This extract from the judgment of Lord Justice Maurice Kay in Kaczmarek v Secretary of State for Work & Pensions[13] encapsulates the unsurmountable barriers confronting those who try to steer their way through this statutory and regulatory morass without skilled assistance:

I do not propose to dwell on this in view of the common ground that, under it, the appellant was not entitled to income support at the material time. The provisions are labyrinthine but, to cut a convoluted story short, she was a “person from abroad” pursuant to paragraph 17 of Schedule 7 to the Income Support (General) Regulations 1987 and, although her presence in this country was lawful – unless and until removal pursuant to regulation 21(3) of the Immigration (European Economic Area) Regulations 2000 – she did not enjoy the right to reside here at the material time because she was not a “qualified person” as defined by regulation 5 of the 2000 Regulations. To be qualified, she would have had to be, for example, a worker, a self-employed person, a self-sufficient person or a student at the material time and she was not. In short, her lack of a right to reside (which is not the same as lawful presence) disqualified her from access to income support. Essentially, domestic legislation confined qualification to EEA nationals who are economically or educationally active or otherwise self-sufficient. Those who do not qualify are able to remain here lawfully but subject to removal. A more comprehensive tour of the labyrinth can be found in Abdirahman.[14]

We summarise the situation like this. In practice applicants are obliged to seek legal advice and assistance in the application and appeals processes by reason of complexity of the governing law, the array of legislation, rules and policies, the lengthy, detailed and often ambiguous application forms, and the sometimes dire consequences of procedural slip-ups While skilled immigration lawyers are there to advise in many of the points-based cases, legal aid restrictions have limited the legal advice available to those who cannot afford to pay.

The effect of Article 8 ECHR

The Commission received the following valuable evidence on this topic from the Immigration Law Practitioners’ Association.

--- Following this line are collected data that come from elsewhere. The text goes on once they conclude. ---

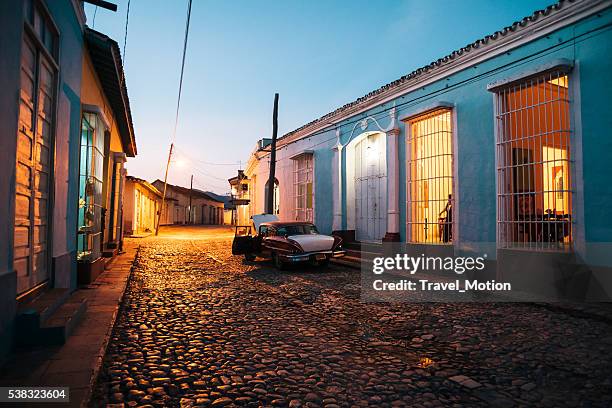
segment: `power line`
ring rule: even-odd
[[[155,228],[155,235],[159,233],[159,224],[161,222],[161,214],[164,211],[164,203],[166,201],[166,187],[168,186],[168,169],[170,168],[170,160],[172,159],[172,148],[174,147],[174,139],[176,138],[176,128],[178,126],[178,120],[179,120],[179,109],[181,106],[181,92],[183,90],[183,73],[185,72],[185,55],[187,54],[187,39],[189,38],[189,22],[191,21],[191,1],[192,0],[189,0],[189,5],[187,9],[187,21],[185,22],[185,40],[183,41],[183,58],[181,61],[181,78],[179,80],[178,98],[176,100],[176,116],[174,118],[174,130],[172,131],[172,136],[170,139],[170,152],[168,153],[168,162],[166,163],[166,175],[164,177],[164,193],[162,195],[162,203],[161,203],[161,207],[160,207],[160,210],[157,216],[157,226]],[[126,22],[126,36],[127,36],[127,22]]]
[[[93,16],[92,28],[96,28],[96,14],[98,14],[98,6],[96,6],[96,8],[95,8],[95,10],[94,10],[94,16]]]
[[[178,147],[176,147],[176,146],[174,146],[174,148],[175,148],[176,150],[180,151],[180,153],[181,153],[182,155],[184,155],[184,156],[188,157],[188,158],[189,158],[189,160],[191,160],[191,161],[196,161],[196,162],[198,162],[198,163],[205,164],[205,165],[207,165],[207,166],[238,166],[238,164],[239,164],[238,162],[236,162],[236,163],[213,163],[213,162],[208,162],[208,161],[204,161],[204,160],[196,159],[195,157],[193,157],[193,156],[191,156],[191,155],[187,154],[187,153],[186,153],[186,152],[185,152],[183,149],[180,149],[180,148],[178,148]]]
[[[606,27],[608,27],[608,25],[606,25]],[[604,28],[606,28],[606,27],[604,27]],[[592,31],[596,31],[596,30],[592,30]],[[585,34],[589,34],[589,33],[591,33],[591,32],[588,32],[588,33],[585,33]],[[585,34],[581,34],[580,37],[584,36]],[[563,48],[571,47],[571,46],[573,46],[572,41],[574,41],[574,40],[575,39],[571,39],[571,40],[567,40],[567,41],[564,41],[564,42],[559,43],[559,44],[555,44],[555,45],[547,48],[545,50],[545,51],[547,51],[546,53],[542,53],[540,51],[540,52],[537,52],[537,53],[534,53],[534,54],[531,54],[531,55],[527,55],[527,56],[525,56],[525,57],[523,57],[523,58],[521,58],[519,60],[510,62],[510,63],[508,63],[506,65],[501,66],[501,67],[493,68],[493,69],[491,69],[489,71],[486,71],[486,72],[483,72],[483,73],[481,73],[481,74],[479,74],[479,75],[477,75],[475,77],[471,77],[471,78],[467,78],[465,80],[459,81],[459,82],[454,83],[454,84],[452,84],[452,85],[450,85],[450,86],[448,86],[446,88],[436,89],[436,90],[431,91],[431,92],[429,92],[427,94],[413,97],[412,99],[408,99],[405,102],[401,102],[401,103],[399,103],[399,104],[397,104],[395,106],[393,106],[393,105],[389,106],[388,108],[381,109],[380,111],[372,113],[370,115],[368,115],[366,113],[367,112],[366,111],[366,112],[361,112],[361,113],[357,113],[357,114],[353,114],[353,115],[349,116],[349,118],[351,118],[351,117],[354,118],[352,120],[348,120],[348,121],[342,120],[342,121],[337,122],[337,123],[327,123],[327,125],[324,128],[322,128],[320,130],[317,130],[316,132],[309,133],[309,134],[307,134],[305,136],[302,136],[302,137],[300,137],[300,138],[298,138],[296,140],[292,140],[290,142],[284,143],[281,146],[279,146],[277,148],[277,150],[281,150],[281,149],[287,148],[288,146],[290,146],[290,145],[292,145],[294,143],[301,142],[301,141],[304,141],[305,139],[308,139],[308,138],[311,138],[311,137],[314,137],[314,136],[318,136],[318,135],[321,135],[321,134],[324,134],[324,133],[331,132],[331,131],[333,131],[335,129],[341,129],[341,128],[346,127],[346,126],[353,125],[355,123],[361,122],[362,120],[366,119],[367,117],[371,117],[371,118],[375,118],[375,119],[382,118],[382,117],[386,116],[386,114],[391,109],[393,109],[393,108],[395,108],[396,112],[399,114],[400,112],[406,111],[410,107],[421,103],[423,100],[427,100],[429,98],[445,94],[447,92],[450,92],[450,91],[454,90],[455,88],[457,88],[457,87],[459,87],[461,85],[466,85],[466,84],[470,84],[470,83],[473,83],[473,82],[477,82],[477,81],[479,81],[479,80],[481,80],[483,78],[490,77],[490,76],[492,76],[492,75],[494,75],[496,73],[504,72],[504,71],[512,68],[517,63],[519,63],[518,65],[525,64],[525,63],[531,61],[532,59],[537,59],[537,58],[540,58],[540,57],[542,57],[544,55],[548,55],[550,53],[556,52],[558,49],[563,49]],[[408,95],[409,95],[409,93],[405,94],[403,96],[398,96],[396,98],[396,100],[397,99],[405,99]],[[371,109],[374,110],[374,109],[376,109],[379,106],[384,106],[384,104],[383,105],[378,105],[378,106],[373,106]],[[361,116],[361,117],[359,117],[359,116]],[[323,123],[322,123],[322,125],[323,125]],[[283,136],[283,138],[285,136]],[[336,139],[336,136],[333,136],[333,137],[331,137],[329,139],[326,139],[326,140],[324,140],[324,141],[322,141],[320,143],[317,143],[314,146],[318,146],[320,144],[327,143],[327,142],[329,142],[331,140],[334,140],[334,139]],[[282,138],[280,139],[280,141],[282,141]],[[314,147],[314,146],[311,146],[311,147]],[[264,153],[270,153],[269,150],[262,149],[261,151],[264,152]]]
[[[183,59],[181,62],[181,77],[179,79],[179,89],[178,89],[178,99],[176,101],[176,117],[174,119],[174,131],[172,132],[172,143],[176,139],[176,128],[178,126],[179,120],[179,109],[181,106],[181,93],[183,91],[183,74],[185,73],[185,56],[187,55],[187,39],[189,38],[189,22],[191,21],[191,2],[189,0],[189,5],[187,8],[187,22],[185,24],[185,40],[183,41]]]
[[[123,66],[125,67],[125,46],[127,44],[127,36],[128,36],[128,25],[130,23],[130,1],[127,3],[127,12],[125,13],[125,34],[123,35]],[[96,10],[98,6],[96,6]],[[95,19],[95,15],[94,15]]]
[[[591,31],[589,31],[587,33],[583,33],[579,37],[583,37],[584,35],[590,34],[593,31],[597,31],[597,30],[600,30],[600,29],[608,28],[609,26],[610,26],[610,24],[606,25],[605,27],[599,27],[599,28],[591,30]],[[305,136],[302,136],[299,139],[292,140],[290,142],[284,143],[281,146],[279,146],[277,150],[284,149],[284,148],[286,148],[286,147],[288,147],[288,146],[290,146],[290,145],[292,145],[294,143],[304,141],[304,139],[307,139],[307,138],[311,138],[311,137],[314,137],[314,136],[318,136],[318,135],[321,135],[321,134],[324,134],[324,133],[331,132],[331,131],[333,131],[335,129],[341,129],[341,128],[346,127],[346,126],[353,125],[355,123],[361,122],[366,117],[382,118],[382,117],[385,116],[385,114],[387,114],[393,108],[396,109],[397,113],[406,111],[410,107],[421,103],[423,100],[427,100],[427,99],[430,99],[432,97],[445,94],[447,92],[450,92],[450,91],[454,90],[455,88],[457,88],[457,87],[459,87],[461,85],[466,85],[466,84],[470,84],[470,83],[473,83],[473,82],[477,82],[477,81],[479,81],[479,80],[481,80],[483,78],[490,77],[490,76],[492,76],[492,75],[494,75],[496,73],[504,72],[504,71],[506,71],[508,69],[513,68],[515,66],[515,64],[522,65],[522,64],[525,64],[527,62],[530,62],[533,59],[537,59],[537,58],[540,58],[540,57],[542,57],[544,55],[548,55],[550,53],[556,52],[559,49],[564,49],[564,48],[571,47],[571,46],[574,45],[573,41],[575,41],[575,39],[566,40],[566,41],[564,41],[562,43],[552,45],[549,48],[547,48],[546,50],[544,50],[545,53],[543,53],[542,51],[535,52],[535,53],[527,55],[527,56],[525,56],[525,57],[523,57],[523,58],[521,58],[519,60],[512,61],[512,62],[507,63],[506,65],[502,65],[500,67],[496,67],[496,68],[493,68],[493,69],[491,69],[489,71],[483,72],[483,73],[481,73],[481,74],[479,74],[479,75],[477,75],[475,77],[467,78],[465,80],[456,82],[456,83],[454,83],[454,84],[452,84],[452,85],[450,85],[450,86],[448,86],[446,88],[436,89],[436,90],[431,91],[431,92],[429,92],[427,94],[420,95],[420,96],[417,96],[417,97],[413,97],[412,99],[408,99],[407,101],[401,102],[400,104],[397,104],[395,106],[392,105],[392,106],[389,106],[388,108],[381,109],[379,112],[372,113],[370,115],[367,115],[366,112],[361,112],[361,113],[357,113],[357,114],[353,114],[352,116],[349,116],[349,118],[353,117],[354,118],[353,120],[348,120],[346,122],[343,120],[343,121],[340,121],[340,122],[337,122],[337,123],[327,123],[324,128],[322,128],[320,130],[317,130],[316,132],[313,132],[313,133],[307,134]],[[429,84],[429,85],[432,85],[432,84]],[[396,98],[396,100],[397,99],[405,99],[408,95],[409,95],[409,93],[405,94],[403,96],[398,96]],[[373,106],[370,109],[373,110],[373,109],[376,109],[377,107],[383,106],[383,105]],[[358,116],[362,116],[362,117],[358,117]],[[323,125],[323,123],[321,123],[321,124]],[[283,136],[283,138],[284,137],[285,136]],[[279,139],[279,141],[282,142],[283,138]],[[329,139],[326,139],[326,140],[324,140],[324,141],[322,141],[322,142],[320,142],[320,143],[318,143],[318,144],[316,144],[314,146],[318,146],[320,144],[329,142],[329,141],[334,140],[334,139],[336,139],[336,136],[331,137]],[[264,152],[264,153],[270,153],[269,150],[262,149],[261,151]]]

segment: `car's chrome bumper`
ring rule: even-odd
[[[294,254],[294,255],[279,255],[279,258],[284,262],[307,262],[307,261],[322,261],[323,259],[317,259],[317,256],[325,256],[325,259],[330,258],[340,258],[346,254],[344,250],[338,251],[317,251],[317,252],[307,252],[304,254]]]

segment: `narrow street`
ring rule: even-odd
[[[529,304],[364,304],[359,271],[278,272],[232,256],[232,237],[138,240],[95,406],[612,403],[607,322]]]

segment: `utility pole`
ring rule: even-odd
[[[278,93],[274,94],[274,112],[272,113],[272,144],[270,145],[270,177],[268,178],[268,196],[266,213],[274,213],[274,187],[276,186],[276,136],[278,135]]]
[[[161,216],[164,212],[164,204],[166,203],[166,188],[168,187],[168,169],[170,168],[170,159],[172,158],[172,149],[174,143],[170,143],[170,152],[168,153],[168,163],[166,163],[166,175],[164,176],[164,193],[162,194],[162,203],[157,214],[157,227],[155,227],[155,235],[159,234],[159,224],[161,223]]]
[[[193,213],[192,213],[192,207],[191,207],[191,196],[193,195],[193,174],[191,175],[191,184],[189,185],[189,222],[188,224],[191,224],[193,222]]]

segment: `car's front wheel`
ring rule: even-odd
[[[272,254],[272,263],[274,264],[276,269],[278,269],[279,271],[282,271],[283,269],[285,269],[285,263],[280,259],[280,257],[278,256],[276,252]]]
[[[255,260],[255,254],[244,254],[244,259],[249,262],[253,262]]]

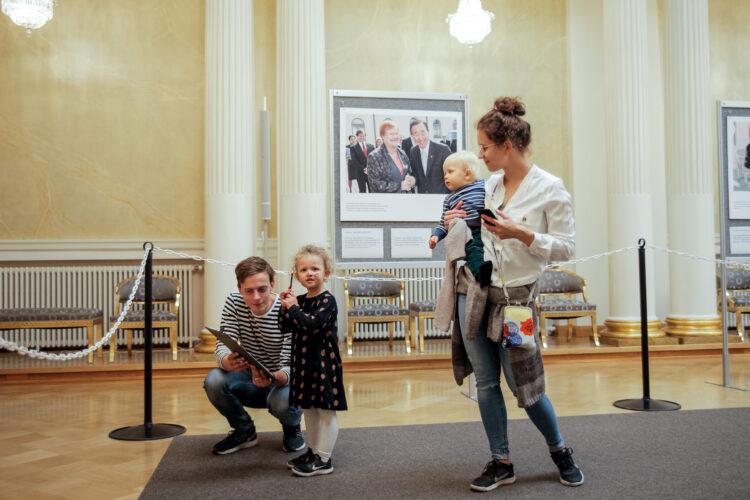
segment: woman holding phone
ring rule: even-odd
[[[492,261],[494,268],[486,301],[472,301],[469,310],[466,293],[473,286],[472,279],[469,273],[459,273],[459,340],[468,359],[457,360],[460,355],[454,353],[453,360],[454,367],[468,361],[476,375],[479,410],[489,441],[491,460],[471,483],[475,491],[493,490],[516,480],[508,449],[501,372],[518,405],[544,437],[560,471],[560,482],[566,486],[583,484],[583,474],[572,450],[565,446],[552,403],[545,394],[538,328],[534,327],[533,349],[504,347],[501,342],[503,306],[527,302],[536,325],[536,281],[548,261],[568,260],[575,249],[570,194],[562,180],[527,159],[531,127],[522,118],[525,113],[519,99],[500,97],[477,124],[479,158],[494,174],[486,182],[485,192],[485,205],[494,217],[482,215],[485,260]],[[446,226],[453,217],[465,215],[460,207],[446,212]]]

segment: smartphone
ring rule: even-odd
[[[497,215],[495,215],[495,212],[493,212],[489,208],[480,208],[479,210],[477,210],[477,212],[479,212],[480,217],[482,215],[486,215],[487,217],[491,219],[497,219]]]

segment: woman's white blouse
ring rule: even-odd
[[[485,204],[497,210],[505,198],[503,174],[490,177],[485,189]],[[576,234],[573,206],[560,178],[532,165],[502,212],[533,231],[534,241],[526,246],[515,238],[501,240],[482,228],[484,260],[493,262],[493,286],[502,286],[498,264],[502,266],[505,284],[520,286],[536,281],[547,262],[565,261],[573,256]],[[493,242],[497,257],[493,255]]]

Immigration cases are cases where the individual faces intervention from the State or seeks to hold the State to account. The Home Office has very extensive powers: for example, to refuse entry or to remove forcibly – not to mention its powers of entry, search and detention. Immigration cases concern, inter alia:

whether people are allowed to join[15] or remain with[16] their spouses, partners, children and parents;

whether people will have to leave the UK where they have lived for years, sometimes for decades often because of someone else’s decision[17], for example that of a parent or former spouse or partner, including cases in which they will be leaving close family members (who may be British) behind;

whether a person who has fled domestic slavery can live safely in the UK away from those who abused them; what happens to a person (including a child) when a relationship breaks down, including breakdowns that result from domestic violence;

what happens to children whose claims for asylum have failed and who cannot be returned to their country of origin because their safety and welfare cannot be guaranteed;

what happens to young people who as children have been allowed to remain in the UK, sometimes for many years, when they turn 18;

whether a person should be deported from the UK following conviction despite having served their sentence and in some cases having been settled over many years[18];

what happens to people who thought they were in the UK lawfully and turn out not to be, and to people who cannot prove their immigration status whether a person has a claim to British citizenship.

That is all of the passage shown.